Memory-NLS 70M (enwik8 byte-level)

A 70M-parameter byte-level language model using the Memory-Nonlinear State Model (MNSM) architecture. The sequence-mixing primitive is derived from a nonlinear Schrödinger field equation with multi-timescale auxiliary memory, not from attention.

The auxiliary-field memory update ∂t y_j = ν_j(ρ - y_j) is mathematically equivalent to the diagonal-state update of S4/S5/Mamba/RWKV. The full architecture extends this baseline with nonlinear self-interaction (Λ|Ψ|²), anti-collapse via temporal memory lag, and FDT-locked stochastic regularization.

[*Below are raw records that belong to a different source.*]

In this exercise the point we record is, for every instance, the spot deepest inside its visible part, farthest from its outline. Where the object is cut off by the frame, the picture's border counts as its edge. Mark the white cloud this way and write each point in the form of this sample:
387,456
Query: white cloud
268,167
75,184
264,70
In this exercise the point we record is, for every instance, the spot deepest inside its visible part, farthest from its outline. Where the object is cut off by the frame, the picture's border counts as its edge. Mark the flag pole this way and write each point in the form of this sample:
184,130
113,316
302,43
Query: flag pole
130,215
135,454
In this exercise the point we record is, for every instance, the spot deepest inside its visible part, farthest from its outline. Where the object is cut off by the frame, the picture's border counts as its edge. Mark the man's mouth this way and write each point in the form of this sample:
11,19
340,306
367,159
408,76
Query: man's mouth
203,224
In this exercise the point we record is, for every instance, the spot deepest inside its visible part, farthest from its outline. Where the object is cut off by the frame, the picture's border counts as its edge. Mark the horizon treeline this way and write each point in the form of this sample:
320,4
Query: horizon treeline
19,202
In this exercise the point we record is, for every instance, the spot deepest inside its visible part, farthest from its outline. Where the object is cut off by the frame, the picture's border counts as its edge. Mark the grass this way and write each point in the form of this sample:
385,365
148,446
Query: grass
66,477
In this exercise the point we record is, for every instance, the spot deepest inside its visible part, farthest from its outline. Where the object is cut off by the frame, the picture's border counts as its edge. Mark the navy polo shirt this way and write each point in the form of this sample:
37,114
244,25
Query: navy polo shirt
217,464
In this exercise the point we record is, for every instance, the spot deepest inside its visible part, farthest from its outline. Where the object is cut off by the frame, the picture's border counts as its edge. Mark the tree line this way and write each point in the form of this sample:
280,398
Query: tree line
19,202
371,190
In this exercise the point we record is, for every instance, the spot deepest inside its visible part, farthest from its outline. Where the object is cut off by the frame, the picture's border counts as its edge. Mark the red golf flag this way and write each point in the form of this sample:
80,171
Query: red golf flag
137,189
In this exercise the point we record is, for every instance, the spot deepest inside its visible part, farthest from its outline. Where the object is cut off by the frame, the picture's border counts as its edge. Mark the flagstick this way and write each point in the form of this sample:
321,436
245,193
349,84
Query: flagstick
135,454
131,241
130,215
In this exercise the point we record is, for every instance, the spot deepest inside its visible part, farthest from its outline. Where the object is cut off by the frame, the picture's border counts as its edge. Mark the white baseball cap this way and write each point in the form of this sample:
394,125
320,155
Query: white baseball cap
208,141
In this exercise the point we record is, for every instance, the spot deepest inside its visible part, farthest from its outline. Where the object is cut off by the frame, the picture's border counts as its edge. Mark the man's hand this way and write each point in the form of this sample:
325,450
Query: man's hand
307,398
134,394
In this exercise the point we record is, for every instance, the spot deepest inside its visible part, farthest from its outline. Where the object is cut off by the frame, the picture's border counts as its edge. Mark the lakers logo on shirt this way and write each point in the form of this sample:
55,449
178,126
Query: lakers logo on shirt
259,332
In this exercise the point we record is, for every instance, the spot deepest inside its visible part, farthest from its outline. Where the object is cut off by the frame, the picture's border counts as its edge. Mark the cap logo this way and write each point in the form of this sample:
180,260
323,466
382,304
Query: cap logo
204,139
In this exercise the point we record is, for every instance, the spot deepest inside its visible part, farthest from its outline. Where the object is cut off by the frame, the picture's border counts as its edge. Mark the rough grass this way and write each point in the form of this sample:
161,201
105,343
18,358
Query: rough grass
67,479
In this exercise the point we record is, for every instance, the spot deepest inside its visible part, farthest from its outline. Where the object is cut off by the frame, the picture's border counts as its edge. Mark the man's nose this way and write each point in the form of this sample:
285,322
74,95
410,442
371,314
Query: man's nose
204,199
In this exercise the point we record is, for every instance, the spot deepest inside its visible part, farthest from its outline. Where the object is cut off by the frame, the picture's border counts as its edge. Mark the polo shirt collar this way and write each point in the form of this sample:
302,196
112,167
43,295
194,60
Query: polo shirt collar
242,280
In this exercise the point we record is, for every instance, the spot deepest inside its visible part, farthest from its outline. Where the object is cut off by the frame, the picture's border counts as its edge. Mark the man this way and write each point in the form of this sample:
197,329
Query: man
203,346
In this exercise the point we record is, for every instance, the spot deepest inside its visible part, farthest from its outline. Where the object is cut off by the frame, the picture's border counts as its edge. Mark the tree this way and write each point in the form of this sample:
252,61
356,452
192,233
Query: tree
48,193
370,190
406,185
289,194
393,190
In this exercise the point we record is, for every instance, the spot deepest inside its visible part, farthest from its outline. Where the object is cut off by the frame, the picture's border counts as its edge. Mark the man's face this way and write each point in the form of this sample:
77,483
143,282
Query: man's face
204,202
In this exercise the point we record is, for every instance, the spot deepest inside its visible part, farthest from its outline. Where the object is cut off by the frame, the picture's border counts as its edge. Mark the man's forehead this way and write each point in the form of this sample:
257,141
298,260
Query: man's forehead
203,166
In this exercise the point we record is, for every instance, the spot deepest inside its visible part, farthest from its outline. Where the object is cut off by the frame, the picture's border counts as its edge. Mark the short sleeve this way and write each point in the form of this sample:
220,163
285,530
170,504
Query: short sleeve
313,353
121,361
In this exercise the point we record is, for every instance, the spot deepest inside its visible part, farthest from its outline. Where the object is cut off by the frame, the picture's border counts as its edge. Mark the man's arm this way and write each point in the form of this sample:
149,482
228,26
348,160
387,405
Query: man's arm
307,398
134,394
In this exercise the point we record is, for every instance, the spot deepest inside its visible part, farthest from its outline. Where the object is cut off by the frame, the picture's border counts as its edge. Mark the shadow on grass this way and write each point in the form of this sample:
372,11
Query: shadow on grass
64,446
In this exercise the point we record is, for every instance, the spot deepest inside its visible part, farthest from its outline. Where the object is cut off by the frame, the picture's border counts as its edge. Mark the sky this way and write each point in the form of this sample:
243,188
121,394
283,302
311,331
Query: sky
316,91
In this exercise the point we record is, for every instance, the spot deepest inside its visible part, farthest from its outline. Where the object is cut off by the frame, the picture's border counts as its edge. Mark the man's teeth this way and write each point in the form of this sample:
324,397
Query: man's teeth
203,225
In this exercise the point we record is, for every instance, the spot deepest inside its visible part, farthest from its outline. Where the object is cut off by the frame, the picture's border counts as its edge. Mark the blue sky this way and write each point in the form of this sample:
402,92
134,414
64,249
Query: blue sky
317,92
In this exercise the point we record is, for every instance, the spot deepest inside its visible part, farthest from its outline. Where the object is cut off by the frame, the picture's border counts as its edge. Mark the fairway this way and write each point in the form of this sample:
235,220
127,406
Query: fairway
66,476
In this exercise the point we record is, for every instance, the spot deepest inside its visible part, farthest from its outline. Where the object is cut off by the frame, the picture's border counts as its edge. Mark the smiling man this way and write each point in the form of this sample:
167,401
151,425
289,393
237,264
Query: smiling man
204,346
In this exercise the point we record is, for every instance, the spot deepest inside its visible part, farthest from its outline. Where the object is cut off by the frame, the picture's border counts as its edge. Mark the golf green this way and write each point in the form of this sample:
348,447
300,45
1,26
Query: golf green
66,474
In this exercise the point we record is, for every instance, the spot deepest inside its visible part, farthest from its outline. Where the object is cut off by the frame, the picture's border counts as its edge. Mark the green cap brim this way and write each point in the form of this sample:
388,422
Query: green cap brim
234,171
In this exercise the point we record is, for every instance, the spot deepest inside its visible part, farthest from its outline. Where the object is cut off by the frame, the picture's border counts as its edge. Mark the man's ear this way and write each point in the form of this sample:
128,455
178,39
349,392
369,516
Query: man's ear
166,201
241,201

Headline empirical finding

This model trained on enwik8 for 50,000 steps with monotonic stable trajectory to final validation perplexity 4.27. A matched-shape 70M-parameter Transformer trained under identical conditions exhibited a catastrophic optimization collapse at step 28,000 (peak val_ppl 27.17) and ended at val_ppl 4.87, worse than its pre-crash minimum.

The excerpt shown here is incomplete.